Whats the wheelbase right now?

Keep it up.


Sean
Thanks Sean - sooner or later I will be after you for a valve and some pump/ general system advice :D

As for the height of the belly it really looks low but in those pics it is 27.5" to 28" off the ground depending where you measure it... I am shooting for 24" - 25" off the ground (frame down 3 or 4 in relation to the axles and then the tires will lift the whole deal 1" or 2" for a net loss of a couple of inches )

I could have probably squeezed the tranny in saving an extra inch or so out of the tunnel by raising the belly but I would rather be able to take stuff in and out without lube and a prybar :rolleyes: I am also planning on running a takeoff shaft from the alternator pulley that would drive a decent sized hydro pump which will live in the passenger side rocker panel dead space...

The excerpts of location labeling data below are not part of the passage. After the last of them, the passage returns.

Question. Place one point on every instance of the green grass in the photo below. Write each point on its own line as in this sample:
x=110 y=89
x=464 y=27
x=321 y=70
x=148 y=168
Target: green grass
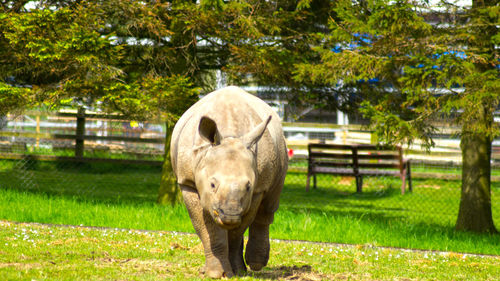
x=41 y=252
x=124 y=196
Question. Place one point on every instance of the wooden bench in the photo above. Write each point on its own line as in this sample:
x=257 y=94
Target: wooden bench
x=358 y=161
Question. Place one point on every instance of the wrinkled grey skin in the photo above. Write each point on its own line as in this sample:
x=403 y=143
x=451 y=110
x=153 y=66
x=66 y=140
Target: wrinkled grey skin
x=229 y=156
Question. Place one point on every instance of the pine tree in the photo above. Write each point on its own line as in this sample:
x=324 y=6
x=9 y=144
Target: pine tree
x=408 y=63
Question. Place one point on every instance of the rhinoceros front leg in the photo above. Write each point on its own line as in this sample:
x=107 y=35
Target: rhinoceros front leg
x=258 y=246
x=213 y=238
x=236 y=240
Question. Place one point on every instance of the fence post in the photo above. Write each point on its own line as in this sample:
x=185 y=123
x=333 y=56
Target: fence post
x=80 y=132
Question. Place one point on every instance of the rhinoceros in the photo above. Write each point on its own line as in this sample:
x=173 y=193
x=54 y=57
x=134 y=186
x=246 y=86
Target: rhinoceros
x=229 y=156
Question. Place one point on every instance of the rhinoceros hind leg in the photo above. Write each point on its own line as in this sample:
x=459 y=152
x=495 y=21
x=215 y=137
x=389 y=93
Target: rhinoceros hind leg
x=257 y=251
x=236 y=256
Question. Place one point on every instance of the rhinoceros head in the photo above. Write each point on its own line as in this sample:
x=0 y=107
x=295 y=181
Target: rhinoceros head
x=226 y=173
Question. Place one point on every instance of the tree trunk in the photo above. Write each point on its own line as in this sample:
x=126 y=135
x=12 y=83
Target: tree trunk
x=475 y=203
x=169 y=190
x=80 y=132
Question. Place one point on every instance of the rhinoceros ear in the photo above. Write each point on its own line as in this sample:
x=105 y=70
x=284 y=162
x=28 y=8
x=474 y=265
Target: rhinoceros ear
x=208 y=130
x=254 y=136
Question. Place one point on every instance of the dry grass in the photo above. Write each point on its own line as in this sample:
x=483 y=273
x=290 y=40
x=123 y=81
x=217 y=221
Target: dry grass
x=41 y=252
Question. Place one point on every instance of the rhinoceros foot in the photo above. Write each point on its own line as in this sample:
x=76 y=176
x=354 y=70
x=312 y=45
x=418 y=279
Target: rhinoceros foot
x=213 y=269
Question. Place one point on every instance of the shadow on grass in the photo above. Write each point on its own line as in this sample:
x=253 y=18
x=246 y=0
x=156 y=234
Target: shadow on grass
x=287 y=273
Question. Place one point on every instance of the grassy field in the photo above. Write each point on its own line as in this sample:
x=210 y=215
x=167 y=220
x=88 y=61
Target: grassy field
x=124 y=196
x=41 y=252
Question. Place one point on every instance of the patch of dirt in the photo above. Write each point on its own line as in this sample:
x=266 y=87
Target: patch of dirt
x=20 y=266
x=299 y=273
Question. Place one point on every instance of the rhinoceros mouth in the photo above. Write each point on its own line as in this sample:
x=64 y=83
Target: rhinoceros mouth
x=224 y=220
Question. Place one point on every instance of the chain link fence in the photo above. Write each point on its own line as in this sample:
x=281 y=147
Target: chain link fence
x=122 y=162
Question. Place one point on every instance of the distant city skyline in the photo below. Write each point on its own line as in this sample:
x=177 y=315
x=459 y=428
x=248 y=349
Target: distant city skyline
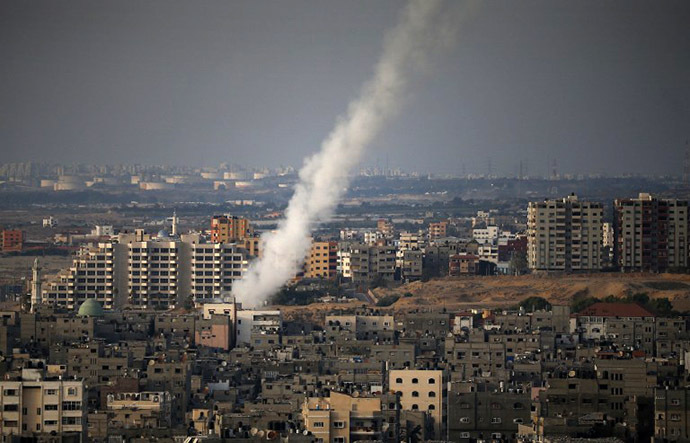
x=600 y=88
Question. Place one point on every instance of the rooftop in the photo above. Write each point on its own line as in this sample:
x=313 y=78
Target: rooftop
x=616 y=310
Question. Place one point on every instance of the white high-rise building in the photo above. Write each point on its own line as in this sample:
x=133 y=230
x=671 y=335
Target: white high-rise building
x=33 y=406
x=153 y=273
x=90 y=276
x=36 y=295
x=215 y=267
x=564 y=235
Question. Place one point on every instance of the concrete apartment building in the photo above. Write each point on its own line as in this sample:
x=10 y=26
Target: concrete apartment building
x=368 y=263
x=344 y=263
x=564 y=235
x=11 y=240
x=422 y=390
x=36 y=406
x=154 y=273
x=463 y=264
x=342 y=418
x=92 y=275
x=672 y=414
x=650 y=234
x=230 y=229
x=627 y=323
x=364 y=327
x=386 y=228
x=438 y=230
x=412 y=264
x=214 y=269
x=139 y=410
x=486 y=412
x=322 y=261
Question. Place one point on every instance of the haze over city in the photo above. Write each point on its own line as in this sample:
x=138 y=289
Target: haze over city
x=597 y=87
x=307 y=221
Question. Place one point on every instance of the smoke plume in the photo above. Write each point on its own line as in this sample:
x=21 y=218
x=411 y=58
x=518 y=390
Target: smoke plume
x=324 y=176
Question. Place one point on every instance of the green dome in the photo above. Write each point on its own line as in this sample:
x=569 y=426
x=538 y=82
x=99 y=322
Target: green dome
x=90 y=308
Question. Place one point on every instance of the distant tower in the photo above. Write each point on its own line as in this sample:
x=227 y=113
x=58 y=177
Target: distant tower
x=174 y=224
x=36 y=286
x=686 y=165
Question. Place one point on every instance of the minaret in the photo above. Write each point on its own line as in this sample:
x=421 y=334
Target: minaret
x=174 y=224
x=36 y=286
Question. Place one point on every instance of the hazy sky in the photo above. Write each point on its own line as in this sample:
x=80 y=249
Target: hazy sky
x=600 y=86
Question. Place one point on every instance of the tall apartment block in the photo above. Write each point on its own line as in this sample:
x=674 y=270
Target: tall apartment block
x=32 y=406
x=370 y=262
x=230 y=229
x=564 y=235
x=11 y=240
x=385 y=227
x=438 y=230
x=153 y=273
x=215 y=267
x=323 y=260
x=90 y=276
x=650 y=234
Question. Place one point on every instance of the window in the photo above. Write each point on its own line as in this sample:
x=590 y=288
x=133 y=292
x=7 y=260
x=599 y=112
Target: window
x=71 y=406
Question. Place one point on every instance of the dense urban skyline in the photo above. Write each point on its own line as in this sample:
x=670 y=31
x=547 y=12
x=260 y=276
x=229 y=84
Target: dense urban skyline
x=600 y=88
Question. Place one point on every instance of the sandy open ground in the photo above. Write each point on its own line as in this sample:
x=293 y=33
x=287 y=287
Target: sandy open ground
x=457 y=293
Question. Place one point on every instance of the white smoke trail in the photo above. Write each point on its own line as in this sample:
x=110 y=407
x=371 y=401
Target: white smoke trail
x=324 y=176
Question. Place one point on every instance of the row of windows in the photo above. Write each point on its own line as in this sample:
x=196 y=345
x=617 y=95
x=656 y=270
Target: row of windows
x=431 y=381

The motor will sit very low - trans pan and oil pan sump are about 1/2" to 3/4" off those 2x3 crossmembers - this puts the valve cover about 8" short of the hood (also needed it so low to clear the booster for the brakes)

The current WB is 128" but that puts me at a very similar ratio to my XJ (WB = 105") which has 20" under the belly (I touch or hit it very rarely) and 38.5's - since the rear ride height will be adjustable I wont mind being a belly dragger too much as I can just bump up the rear of the frame to clear little hang ups... ;) How's the caddywompus coming these days!?